The first group is those who have already gained the skill or technique, but use the tool to become faster or better. They know the “hard” way because they had to learn it. For them the danger is not progressing in a skill, and even atrophying.
The second group is those who have never known the skill, but learned with the tool. They have never had the chance to learn the “hard” way, and are stuck without it.
As we think about AI tools like ChatGPT, for us who’ve already learned to write an essay, or draw a picture, or write code, using AI may mean our skills get rusty, but at worst, we could still get along without them.

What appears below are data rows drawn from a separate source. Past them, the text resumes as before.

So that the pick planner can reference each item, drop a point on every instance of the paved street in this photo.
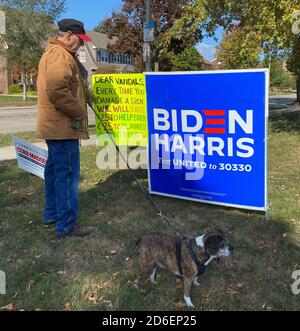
(23, 119)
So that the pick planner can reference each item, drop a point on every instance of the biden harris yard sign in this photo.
(208, 136)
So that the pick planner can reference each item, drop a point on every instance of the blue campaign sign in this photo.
(208, 136)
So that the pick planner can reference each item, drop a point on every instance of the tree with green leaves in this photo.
(239, 50)
(272, 21)
(188, 60)
(178, 26)
(28, 26)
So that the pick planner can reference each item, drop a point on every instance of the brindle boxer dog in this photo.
(186, 258)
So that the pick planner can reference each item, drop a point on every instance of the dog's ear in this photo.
(212, 243)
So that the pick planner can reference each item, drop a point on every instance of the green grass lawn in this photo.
(44, 273)
(11, 101)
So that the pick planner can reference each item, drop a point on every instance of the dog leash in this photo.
(142, 187)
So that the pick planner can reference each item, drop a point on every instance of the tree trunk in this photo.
(298, 88)
(24, 85)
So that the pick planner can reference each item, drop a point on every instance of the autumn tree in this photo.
(188, 60)
(28, 25)
(272, 22)
(178, 26)
(239, 50)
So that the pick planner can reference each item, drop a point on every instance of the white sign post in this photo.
(30, 158)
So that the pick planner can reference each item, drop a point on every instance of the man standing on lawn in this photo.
(62, 120)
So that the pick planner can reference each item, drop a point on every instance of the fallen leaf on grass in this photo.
(9, 307)
(180, 305)
(114, 275)
(29, 286)
(67, 306)
(93, 298)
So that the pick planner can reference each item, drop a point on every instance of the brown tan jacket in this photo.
(61, 95)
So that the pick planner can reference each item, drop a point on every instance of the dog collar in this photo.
(200, 241)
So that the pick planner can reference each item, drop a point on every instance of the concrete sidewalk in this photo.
(9, 153)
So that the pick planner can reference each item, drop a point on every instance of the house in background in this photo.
(94, 55)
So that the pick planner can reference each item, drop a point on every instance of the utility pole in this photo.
(148, 35)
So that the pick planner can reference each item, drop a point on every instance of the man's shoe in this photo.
(77, 231)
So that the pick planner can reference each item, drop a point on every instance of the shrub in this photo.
(15, 89)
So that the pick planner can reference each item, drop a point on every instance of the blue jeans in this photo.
(62, 173)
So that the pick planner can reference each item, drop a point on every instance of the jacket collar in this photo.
(55, 41)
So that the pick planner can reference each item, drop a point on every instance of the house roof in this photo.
(100, 40)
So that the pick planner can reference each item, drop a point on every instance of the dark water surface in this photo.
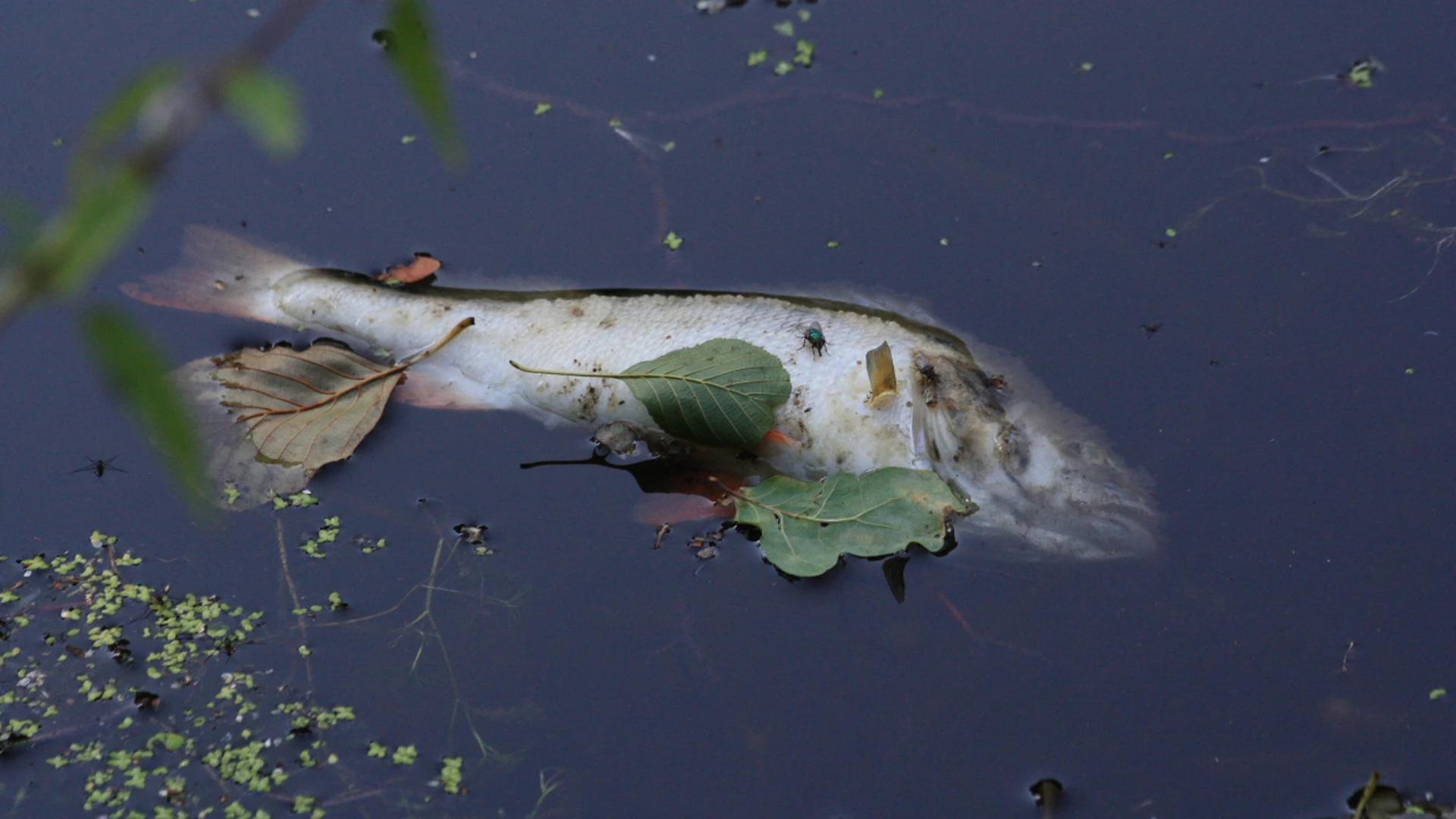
(1305, 477)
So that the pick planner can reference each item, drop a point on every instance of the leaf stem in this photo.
(626, 376)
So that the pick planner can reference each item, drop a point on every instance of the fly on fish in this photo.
(814, 338)
(1044, 480)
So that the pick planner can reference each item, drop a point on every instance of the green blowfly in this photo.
(814, 338)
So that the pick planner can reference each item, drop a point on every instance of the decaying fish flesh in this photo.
(1046, 482)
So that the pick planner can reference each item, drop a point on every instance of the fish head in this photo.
(1044, 482)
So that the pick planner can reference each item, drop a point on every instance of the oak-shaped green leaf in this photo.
(720, 392)
(808, 525)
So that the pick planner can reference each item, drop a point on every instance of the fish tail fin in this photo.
(220, 275)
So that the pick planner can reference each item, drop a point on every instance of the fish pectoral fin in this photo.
(440, 390)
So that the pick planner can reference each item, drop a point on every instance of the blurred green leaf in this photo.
(20, 223)
(137, 371)
(410, 52)
(79, 240)
(117, 118)
(268, 105)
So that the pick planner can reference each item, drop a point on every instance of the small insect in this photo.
(99, 466)
(471, 532)
(814, 338)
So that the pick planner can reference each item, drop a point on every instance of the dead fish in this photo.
(1044, 479)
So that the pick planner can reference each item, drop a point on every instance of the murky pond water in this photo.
(1191, 245)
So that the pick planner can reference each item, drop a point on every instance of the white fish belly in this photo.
(829, 422)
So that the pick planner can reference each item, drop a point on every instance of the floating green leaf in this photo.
(414, 58)
(268, 105)
(804, 53)
(720, 392)
(139, 373)
(808, 525)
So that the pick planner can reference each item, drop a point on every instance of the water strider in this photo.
(1041, 475)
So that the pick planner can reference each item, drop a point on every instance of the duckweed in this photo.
(89, 648)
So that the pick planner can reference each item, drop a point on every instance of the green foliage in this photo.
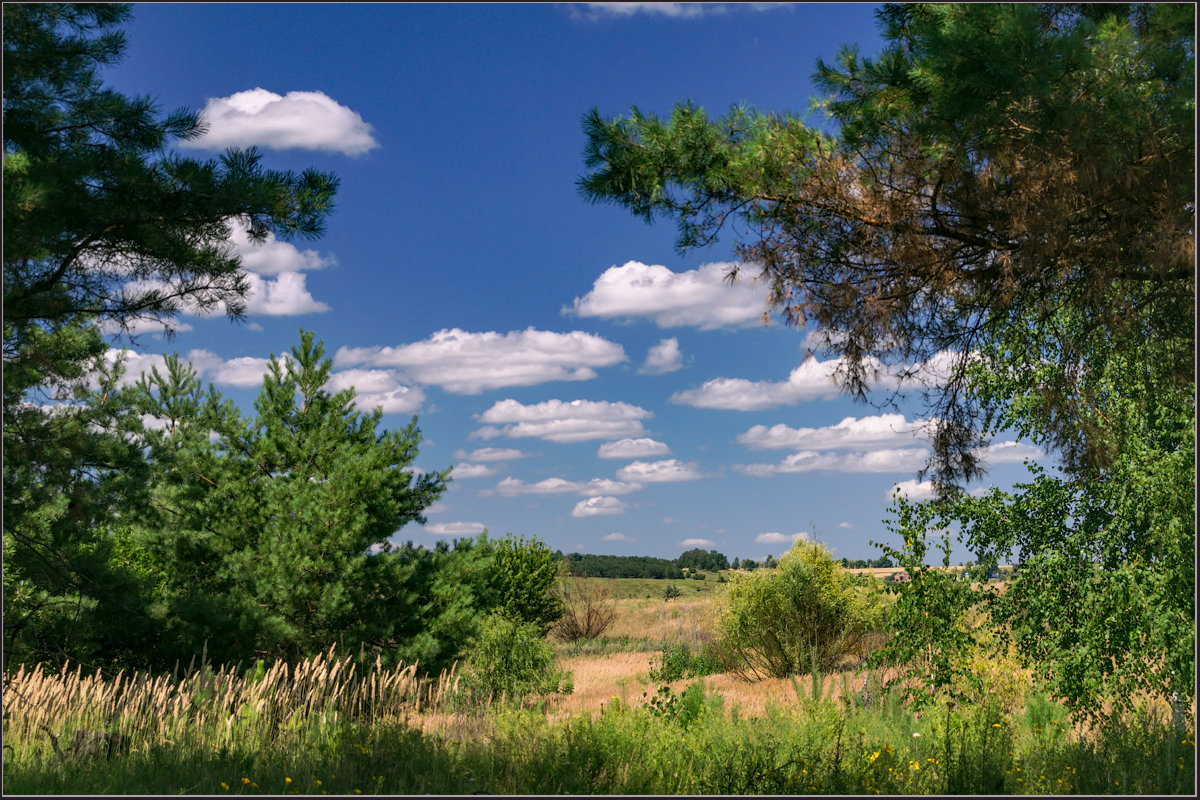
(621, 566)
(262, 529)
(525, 581)
(933, 635)
(510, 660)
(773, 624)
(678, 661)
(105, 229)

But for the next generation who have not, they will be hopelessly lost without it, dependent on AI tools – and those who own and program them, to complete the basic tasks in work and life.
Though these tools are being crammed into every product by the tech firms that dominate our lives, we can choose not to use them, and to keep our human-defining skills like writing and making music and art, even if it means taking longer or thinking harder, that’s the point.
And for those who are learning, remember that though AI may be able to answer your question or complete your assignment, every time you use this tool you are giving it more control and reducing your future independence.